É provável, até porque é costume, que tenha passado algum tempo entre o instante em que ele adormeceu e o instante em que acordou. Tinha anoitecido e ela já não estava presente. Também não estava presente em nenhum lugar da casa escura. A sala consultório estava envolta na penumbra de fumos já gastos e a cozinha emitia as manchas pálidas da televisão acesa, mais do que suficientes para encontrar às apalpadelas bolachas integrais sem colesterol e uma cerveja familiar.

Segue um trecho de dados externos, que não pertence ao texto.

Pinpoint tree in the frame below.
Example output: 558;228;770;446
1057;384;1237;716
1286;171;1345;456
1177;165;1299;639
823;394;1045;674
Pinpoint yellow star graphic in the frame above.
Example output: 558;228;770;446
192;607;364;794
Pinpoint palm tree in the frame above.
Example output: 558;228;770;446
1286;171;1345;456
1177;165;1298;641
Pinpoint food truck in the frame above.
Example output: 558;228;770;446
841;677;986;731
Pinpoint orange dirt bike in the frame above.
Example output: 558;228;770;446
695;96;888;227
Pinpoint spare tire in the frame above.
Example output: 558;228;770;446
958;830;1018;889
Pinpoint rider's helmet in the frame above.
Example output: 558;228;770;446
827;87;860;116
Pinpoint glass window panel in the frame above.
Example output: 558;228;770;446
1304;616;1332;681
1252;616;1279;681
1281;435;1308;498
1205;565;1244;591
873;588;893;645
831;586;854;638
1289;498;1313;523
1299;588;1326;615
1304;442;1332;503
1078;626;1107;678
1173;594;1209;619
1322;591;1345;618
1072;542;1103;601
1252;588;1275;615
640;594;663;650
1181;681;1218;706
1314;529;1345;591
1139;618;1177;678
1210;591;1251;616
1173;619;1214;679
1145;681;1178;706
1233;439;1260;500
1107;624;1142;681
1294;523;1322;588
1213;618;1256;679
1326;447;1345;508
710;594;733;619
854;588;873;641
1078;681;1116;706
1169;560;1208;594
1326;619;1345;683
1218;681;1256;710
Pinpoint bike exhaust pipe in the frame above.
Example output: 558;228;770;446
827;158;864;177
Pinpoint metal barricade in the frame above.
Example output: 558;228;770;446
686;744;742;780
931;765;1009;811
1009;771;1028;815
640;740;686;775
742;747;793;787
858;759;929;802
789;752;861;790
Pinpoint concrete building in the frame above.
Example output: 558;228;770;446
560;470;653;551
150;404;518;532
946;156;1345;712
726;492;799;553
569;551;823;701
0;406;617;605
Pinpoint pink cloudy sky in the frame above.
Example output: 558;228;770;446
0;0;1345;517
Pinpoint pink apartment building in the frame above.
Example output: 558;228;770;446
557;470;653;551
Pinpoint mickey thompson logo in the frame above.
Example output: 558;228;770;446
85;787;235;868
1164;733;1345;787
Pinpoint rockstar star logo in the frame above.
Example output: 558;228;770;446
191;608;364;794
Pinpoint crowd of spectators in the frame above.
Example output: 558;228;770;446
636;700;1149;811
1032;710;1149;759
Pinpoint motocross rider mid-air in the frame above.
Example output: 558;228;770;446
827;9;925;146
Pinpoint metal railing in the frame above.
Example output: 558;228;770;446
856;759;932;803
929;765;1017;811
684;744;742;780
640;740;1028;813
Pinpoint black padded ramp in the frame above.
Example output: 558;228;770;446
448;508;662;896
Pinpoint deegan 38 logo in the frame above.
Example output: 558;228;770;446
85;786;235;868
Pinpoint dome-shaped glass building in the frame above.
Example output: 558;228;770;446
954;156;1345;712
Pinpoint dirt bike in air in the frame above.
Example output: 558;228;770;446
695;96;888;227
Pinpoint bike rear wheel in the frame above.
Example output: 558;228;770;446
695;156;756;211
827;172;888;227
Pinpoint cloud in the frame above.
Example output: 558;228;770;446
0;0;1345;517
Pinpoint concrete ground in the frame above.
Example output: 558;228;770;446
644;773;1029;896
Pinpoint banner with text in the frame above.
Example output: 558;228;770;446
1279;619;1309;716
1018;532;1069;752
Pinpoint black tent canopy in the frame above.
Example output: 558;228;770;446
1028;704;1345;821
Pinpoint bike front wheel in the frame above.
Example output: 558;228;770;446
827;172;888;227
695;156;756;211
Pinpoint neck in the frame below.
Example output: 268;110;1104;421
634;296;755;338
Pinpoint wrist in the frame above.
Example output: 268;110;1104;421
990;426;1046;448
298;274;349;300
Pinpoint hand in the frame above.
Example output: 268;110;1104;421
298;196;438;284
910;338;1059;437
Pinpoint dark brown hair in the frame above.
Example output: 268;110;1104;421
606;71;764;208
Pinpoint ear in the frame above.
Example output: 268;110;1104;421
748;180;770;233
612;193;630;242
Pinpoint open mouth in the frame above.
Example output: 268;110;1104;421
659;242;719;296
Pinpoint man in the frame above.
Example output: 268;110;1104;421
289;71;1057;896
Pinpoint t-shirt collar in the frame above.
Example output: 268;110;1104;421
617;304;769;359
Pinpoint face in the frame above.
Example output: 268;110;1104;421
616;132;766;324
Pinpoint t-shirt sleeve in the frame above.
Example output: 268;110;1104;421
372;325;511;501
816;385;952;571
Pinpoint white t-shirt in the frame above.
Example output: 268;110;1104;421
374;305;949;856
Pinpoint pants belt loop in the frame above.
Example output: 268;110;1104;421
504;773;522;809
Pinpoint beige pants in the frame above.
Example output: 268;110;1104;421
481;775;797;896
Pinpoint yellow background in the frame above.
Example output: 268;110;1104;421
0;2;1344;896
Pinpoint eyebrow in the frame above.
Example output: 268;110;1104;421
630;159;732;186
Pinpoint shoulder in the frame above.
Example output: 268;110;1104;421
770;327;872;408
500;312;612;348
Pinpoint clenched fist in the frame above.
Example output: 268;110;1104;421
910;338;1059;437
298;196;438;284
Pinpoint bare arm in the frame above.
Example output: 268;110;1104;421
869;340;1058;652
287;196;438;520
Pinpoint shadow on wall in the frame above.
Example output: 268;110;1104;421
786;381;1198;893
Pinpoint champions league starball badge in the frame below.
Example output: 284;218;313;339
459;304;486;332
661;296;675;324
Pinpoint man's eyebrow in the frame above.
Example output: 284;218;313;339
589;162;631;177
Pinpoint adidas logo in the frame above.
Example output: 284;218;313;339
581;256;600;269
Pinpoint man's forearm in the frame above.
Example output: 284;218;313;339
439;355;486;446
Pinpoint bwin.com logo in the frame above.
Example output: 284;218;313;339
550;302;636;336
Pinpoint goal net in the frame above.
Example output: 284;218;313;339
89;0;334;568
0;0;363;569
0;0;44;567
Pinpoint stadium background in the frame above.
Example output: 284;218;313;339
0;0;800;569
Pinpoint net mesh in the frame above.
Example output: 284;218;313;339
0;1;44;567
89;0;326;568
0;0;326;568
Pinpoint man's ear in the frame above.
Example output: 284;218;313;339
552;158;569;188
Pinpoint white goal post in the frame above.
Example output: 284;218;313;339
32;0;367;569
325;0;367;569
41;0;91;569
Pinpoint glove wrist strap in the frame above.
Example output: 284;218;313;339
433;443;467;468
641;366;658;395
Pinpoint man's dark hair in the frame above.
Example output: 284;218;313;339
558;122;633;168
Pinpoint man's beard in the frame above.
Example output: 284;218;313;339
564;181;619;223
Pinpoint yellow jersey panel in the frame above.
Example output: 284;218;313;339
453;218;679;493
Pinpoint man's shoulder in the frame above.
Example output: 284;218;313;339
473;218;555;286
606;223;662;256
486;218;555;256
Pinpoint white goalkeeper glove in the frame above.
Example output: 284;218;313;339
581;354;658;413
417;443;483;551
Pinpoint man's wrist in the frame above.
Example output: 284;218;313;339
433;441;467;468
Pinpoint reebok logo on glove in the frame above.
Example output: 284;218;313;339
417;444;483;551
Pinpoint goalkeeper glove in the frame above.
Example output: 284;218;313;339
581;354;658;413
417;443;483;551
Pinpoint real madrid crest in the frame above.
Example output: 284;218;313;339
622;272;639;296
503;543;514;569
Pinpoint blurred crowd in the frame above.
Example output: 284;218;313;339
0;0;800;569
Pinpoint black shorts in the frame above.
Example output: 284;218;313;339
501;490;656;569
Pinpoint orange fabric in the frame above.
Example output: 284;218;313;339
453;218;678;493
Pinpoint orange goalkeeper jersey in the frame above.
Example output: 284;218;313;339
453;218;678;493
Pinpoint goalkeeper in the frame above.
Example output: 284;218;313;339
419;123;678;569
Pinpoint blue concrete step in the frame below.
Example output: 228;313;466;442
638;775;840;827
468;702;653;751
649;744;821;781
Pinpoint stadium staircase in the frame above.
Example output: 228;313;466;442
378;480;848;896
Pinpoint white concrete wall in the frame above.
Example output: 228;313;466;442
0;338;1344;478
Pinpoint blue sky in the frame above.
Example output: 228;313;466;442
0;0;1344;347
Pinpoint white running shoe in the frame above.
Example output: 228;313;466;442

A torre da igreja batia as horas mas eram demasiadas para ele perder tempo a contá-las. Mau a matemática, passara a também ser mau a contar coisas, a enumerar os objectos e os acontecimentos. De uma boca destas não saem factos nem interpretações.
Saiu pela porta para poder saber o estado do tempo no alpendre antes de se meter à estrada. Havia sombras de folhas no local onde, no dia anterior - melhor dizendo, num dia anterior - tinha depositado, sem grande entusiasmo os restos imortais de uma coisa estranha que tinha sentido.
Ao chegar ao local do encontro já se tinha esquecido da importância que tem a noite para esconder os desejos. Havia muita gente naquele lugar e isso tornava difícil distinguir o que era luz do que era reflexo e do que não era uma coisa nem outra mas o simples desejo de ver. Tinha dito a Elsa que o medo era apenas um instante; não durava mais do que o instante antes de saber: e antes de saber era necessário o medo, para que cada acto fosse mais do que um simples jogo de cartas.